O Discurso da Servidão Voluntária poderia ser lido na chave da tradição cujo quadro esboçamos acima. No entanto, há algo no texto de La Boétie que nos impede de permanecer nessa chave. E esse algo se torna legível se fizermos um desvio por uma outra tradição.

Num dado instante do Discurso, exatamente quando formula a ideia de mau encontro que teria desnaturado o homem, fazendo-o perder a lembrança de sua liberdade natural originária, La Boétie ergue uma hipótese: a de que nascesse uma "gente toda nova, nem acostumada à sujeição nem atraída pela liberdade" e à qual se perguntasse se quereria viver como serva ou viver livre: "com que leis concordaria?", indaga La Boétie. A hipótese é evidente: La Boétie se refere à imagem dos habitantes do Novo Mundo, tradicionalmente apresentada pelos viajantes como a dos homens sem lei, sem fé e sem rei.

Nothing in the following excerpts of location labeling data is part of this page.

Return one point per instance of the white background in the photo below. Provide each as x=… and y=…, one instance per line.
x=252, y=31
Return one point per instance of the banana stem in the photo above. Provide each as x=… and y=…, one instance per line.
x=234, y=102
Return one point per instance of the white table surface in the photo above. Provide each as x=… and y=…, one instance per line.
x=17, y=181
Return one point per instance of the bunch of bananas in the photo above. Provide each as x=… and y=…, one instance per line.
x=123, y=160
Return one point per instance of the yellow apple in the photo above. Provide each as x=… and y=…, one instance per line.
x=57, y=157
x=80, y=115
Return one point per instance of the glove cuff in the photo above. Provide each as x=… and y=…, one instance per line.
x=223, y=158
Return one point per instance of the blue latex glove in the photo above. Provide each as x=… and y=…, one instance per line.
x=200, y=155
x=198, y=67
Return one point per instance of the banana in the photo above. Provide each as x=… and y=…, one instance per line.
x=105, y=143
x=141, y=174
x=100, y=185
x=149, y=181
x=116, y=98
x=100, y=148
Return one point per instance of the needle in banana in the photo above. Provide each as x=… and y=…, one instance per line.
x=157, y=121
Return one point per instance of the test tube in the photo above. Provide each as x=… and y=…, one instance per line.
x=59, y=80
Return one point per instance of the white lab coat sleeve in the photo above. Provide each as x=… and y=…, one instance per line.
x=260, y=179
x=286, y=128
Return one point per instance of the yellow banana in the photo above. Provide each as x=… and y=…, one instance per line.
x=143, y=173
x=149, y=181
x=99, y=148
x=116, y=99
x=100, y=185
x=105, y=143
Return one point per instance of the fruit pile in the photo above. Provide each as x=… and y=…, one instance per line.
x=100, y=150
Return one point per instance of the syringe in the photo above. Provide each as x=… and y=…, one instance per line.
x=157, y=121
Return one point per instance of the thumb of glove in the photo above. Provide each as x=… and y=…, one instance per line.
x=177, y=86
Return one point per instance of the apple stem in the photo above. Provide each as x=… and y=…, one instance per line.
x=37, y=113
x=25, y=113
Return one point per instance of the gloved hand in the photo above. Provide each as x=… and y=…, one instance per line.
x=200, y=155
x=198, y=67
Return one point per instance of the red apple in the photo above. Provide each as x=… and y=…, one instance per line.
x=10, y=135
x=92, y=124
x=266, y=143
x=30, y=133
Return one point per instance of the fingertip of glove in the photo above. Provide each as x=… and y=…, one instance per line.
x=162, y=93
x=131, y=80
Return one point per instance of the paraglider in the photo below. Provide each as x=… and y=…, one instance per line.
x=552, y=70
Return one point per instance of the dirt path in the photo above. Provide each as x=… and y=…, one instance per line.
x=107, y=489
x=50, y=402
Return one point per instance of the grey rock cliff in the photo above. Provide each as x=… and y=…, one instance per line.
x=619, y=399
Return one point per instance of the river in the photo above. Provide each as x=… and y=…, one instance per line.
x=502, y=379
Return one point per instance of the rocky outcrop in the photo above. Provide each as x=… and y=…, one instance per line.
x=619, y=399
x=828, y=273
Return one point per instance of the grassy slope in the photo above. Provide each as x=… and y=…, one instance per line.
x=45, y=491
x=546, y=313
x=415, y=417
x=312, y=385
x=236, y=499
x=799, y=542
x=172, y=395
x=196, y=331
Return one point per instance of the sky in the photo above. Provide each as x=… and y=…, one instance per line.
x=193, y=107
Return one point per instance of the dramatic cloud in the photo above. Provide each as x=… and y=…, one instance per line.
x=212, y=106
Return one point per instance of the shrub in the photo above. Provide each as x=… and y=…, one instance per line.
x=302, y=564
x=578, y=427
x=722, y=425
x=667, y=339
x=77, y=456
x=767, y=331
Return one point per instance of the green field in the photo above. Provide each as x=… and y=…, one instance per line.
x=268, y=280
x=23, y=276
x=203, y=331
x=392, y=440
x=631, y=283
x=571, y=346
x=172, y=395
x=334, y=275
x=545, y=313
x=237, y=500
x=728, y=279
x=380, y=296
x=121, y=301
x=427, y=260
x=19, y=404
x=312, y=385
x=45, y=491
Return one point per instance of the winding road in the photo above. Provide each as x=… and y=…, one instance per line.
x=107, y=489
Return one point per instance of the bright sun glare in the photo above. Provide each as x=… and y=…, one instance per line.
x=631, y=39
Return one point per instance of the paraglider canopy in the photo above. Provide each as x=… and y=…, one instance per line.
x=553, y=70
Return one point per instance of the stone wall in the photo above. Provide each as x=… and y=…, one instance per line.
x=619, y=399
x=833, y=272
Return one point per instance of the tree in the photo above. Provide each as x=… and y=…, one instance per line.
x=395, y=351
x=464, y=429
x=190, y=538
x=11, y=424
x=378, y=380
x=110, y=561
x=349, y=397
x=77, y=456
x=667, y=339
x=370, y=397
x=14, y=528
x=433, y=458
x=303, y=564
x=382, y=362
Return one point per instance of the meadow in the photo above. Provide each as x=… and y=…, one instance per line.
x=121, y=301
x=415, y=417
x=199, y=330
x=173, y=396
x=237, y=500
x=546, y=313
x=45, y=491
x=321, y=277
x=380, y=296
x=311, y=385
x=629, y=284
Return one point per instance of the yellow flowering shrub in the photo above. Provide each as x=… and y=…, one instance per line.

Ora, essa imagem tornara-se central nas disputas europeias sobre a o direito dos conquistadores. As questões mais debatidas pelos teóricos do período se referem ao direito natural, ao direito das gentes, ao direito civil, se os índios são ou não escravos naturais, se a existência de reinos, como os do México, indica a necessidade de incluir os índios no direito das gentes e no direito civil. Em outras palavras, as discussões quinhentistas são de tipo jurídico e oscilam entre a afirmação e a negação do direito natural, do direito das gentes e do direito civil aos índios, e entre a afirmação e a negação da escravidão natural dos indígenas.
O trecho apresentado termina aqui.